AHO NO SAKATA LIVE TOUR 2026 -STAR [T] RAIL-
2026.6.28 両国国技館
音楽ユニット・浦島坂田船のメンバーであるあほの坂田。(以下 坂田)が、『AHO NO SAKATA LIVE TOUR 2026 -STAR [T] RAIL-』と題したツアーを全国6都市で開催。“銀河鉄道”をテーマにした幻想的な星空への旅、その終着点で見つけたのは「しあわせとは?」という問いに対する答えだった。ここでは、2026年6月28日に東京・両国国技館で行われた最終公演の模様をお伝えする。
ステージ後方上部のメインスクリーンにはホームに停車中の蒸気機関車風列車が映され、時折鳴り響く汽笛。どんな冒険の旅になるのだろうかと期待に胸膨らませていると、レトロな内装の車両に見立てたステージに、キービジュアルそのまま、ロングコート姿が麗しい車掌の坂田が登場。ホイッスルで旅立ちのときを知らせると、5月31日に発表されたアルバム『STAR [T] RAIL』の1曲目を飾る「STAR TRAIN」へ。伸びやかな歌声が響き、車窓を思わせる3つのスクリーンにはびゅんびゅんと景色が流れ、星空へ。気づけば、観客はすでに銀河鉄道の乗客になっていた。
「ファイナルへようこそ! 最高の思い出をみんなで作りましょう!」と坂田が呼びかけた「イデア」では、彼のイメージカラーである赤のペンライトを坂田家(あほの坂田。ファンの呼称)が振りながら大声援で応える。そして、「間もなく月、ムーンステーションです」というアナウンスに続き「月光ピクニック駅」と書かれた駅名標が車窓に見えると、「月光ピクニック」へ。没入感を生む粋な演出にも、表現者である坂田のこだわりが見える。
あほの坂田。
『星の王子さま』をモチーフにした「Le Petit Prince」、中毒性の高い「惑星ループ」と、坂田の表現の振れ幅に翻弄されていると、銀河鉄道はサービスステーションに停車。

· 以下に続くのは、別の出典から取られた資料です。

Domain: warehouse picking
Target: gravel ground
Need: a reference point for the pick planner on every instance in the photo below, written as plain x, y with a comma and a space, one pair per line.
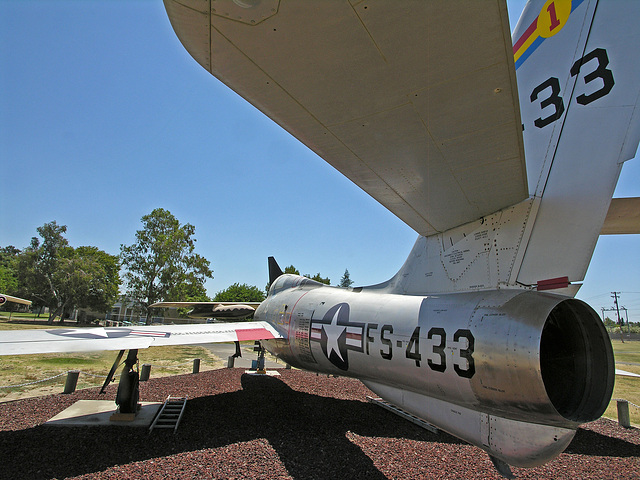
298, 425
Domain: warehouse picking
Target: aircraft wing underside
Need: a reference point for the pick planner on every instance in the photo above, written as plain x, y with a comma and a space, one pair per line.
122, 338
433, 133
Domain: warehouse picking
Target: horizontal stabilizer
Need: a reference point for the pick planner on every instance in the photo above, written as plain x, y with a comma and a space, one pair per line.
623, 217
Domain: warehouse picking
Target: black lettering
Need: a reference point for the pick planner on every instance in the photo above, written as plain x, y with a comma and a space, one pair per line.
601, 72
466, 353
438, 349
386, 341
413, 348
554, 100
368, 338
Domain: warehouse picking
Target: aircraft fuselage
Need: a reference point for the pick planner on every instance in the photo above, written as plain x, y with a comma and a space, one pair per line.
465, 362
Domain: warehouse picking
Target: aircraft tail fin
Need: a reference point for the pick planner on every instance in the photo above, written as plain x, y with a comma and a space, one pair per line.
274, 270
578, 71
577, 67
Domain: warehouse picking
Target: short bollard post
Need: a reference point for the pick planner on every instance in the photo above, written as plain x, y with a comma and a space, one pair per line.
145, 372
72, 381
623, 414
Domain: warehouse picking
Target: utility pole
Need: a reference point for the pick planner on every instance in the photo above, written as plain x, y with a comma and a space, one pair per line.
614, 295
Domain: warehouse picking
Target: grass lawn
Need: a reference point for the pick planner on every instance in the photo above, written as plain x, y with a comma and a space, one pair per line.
627, 388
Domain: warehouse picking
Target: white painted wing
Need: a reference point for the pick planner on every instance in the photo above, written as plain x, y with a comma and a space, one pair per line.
414, 101
20, 342
8, 298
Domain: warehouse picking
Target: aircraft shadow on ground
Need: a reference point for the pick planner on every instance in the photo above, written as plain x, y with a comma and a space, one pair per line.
308, 432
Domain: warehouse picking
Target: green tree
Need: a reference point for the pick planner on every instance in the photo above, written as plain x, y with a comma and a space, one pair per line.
103, 271
8, 271
240, 293
161, 265
55, 275
345, 281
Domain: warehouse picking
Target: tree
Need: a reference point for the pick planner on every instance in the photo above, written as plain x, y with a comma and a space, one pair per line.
240, 293
55, 275
8, 275
345, 281
161, 265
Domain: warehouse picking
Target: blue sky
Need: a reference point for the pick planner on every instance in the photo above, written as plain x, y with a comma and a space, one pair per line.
104, 117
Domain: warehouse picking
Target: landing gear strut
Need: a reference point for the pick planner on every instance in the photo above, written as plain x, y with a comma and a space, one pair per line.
129, 386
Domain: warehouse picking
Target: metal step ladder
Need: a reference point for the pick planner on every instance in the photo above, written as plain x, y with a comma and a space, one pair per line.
406, 415
170, 413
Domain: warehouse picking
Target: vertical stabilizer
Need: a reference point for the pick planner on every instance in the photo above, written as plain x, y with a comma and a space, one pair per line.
577, 66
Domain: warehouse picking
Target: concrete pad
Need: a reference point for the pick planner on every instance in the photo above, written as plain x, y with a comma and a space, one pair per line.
98, 412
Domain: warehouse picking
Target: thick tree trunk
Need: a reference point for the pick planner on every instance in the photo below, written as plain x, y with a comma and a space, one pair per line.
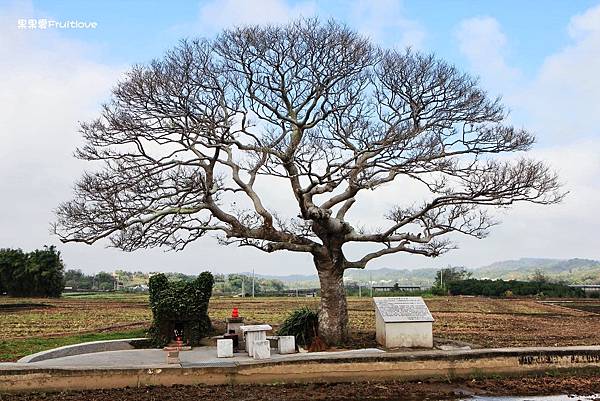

「いい旅になるかはこれからの私たち次第。しばらく歩いてみませんか? 一緒に」という坂田の言葉が導いた「IN THE NEON」でメインスクリーンに映し出されたのは、坂田が夜の両国をそぞろ歩く自撮り散歩動画だ。動画内で最後に両国国技館前に辿り着いた坂田は、相撲の聖地に相応しく締めにどすこいポーズ。坂田家を楽しませたい!という一心で、このツアーではそれぞれに場所が異なる散歩動画を日替わりで上映したとのことで、ステージも観たいし動画も観たい!という嬉しい悲鳴が会場を包んだ。
「このあたりは蛍も出るみたいで、少しみんなで見ていきませんか? 電気を消して」と坂田が呼びかけ、坂田家が腕につけた制御バングルSTAR [T] LIGHTで見事な光の演出が実現したのは、「夜明けと蛍」。「Fairytale, -ANDRIVEBOiz arrange ver.-」では、サビで感情を解き放つように響かせた歌声が、胸の奥に沈めていた感情まで揺り起こしていく。
あほの坂田。
「お手元の灯りをつけてお待ちください」というアナウンスが流れ、銀河鉄道は雪の舞い散る氷の惑星へ。せつなくも温かな歌声が響く「ショパンと氷の白鍵」、目にも耳にもあまりに美しい。
トンネルを通過し、ついに虹色の天の川を通る銀河鉄道。深宇宙の神秘的な星雲たちを背に、永遠の愛を誓う「年に一夜の恋模様」、さらには『STAR [T] RAIL』収録の新曲「銀河の底で恋をする」でも、坂田の歌声に大合唱を重ねた坂田家。たいせつなものは目には見えないけれど。愛と信頼で結ばれた両者が共有する“しあわせのかたち”が、はっきりと感じ取れた。
「到着いたしました、天の川銀河です。次は……」という到着アナウンスに坂田が続けたのは、「どこまでもどこまでも一緒に行こう。」という言葉。そうだ。坂田と坂田家が紡ぐ物語は、まだまだ終わらない。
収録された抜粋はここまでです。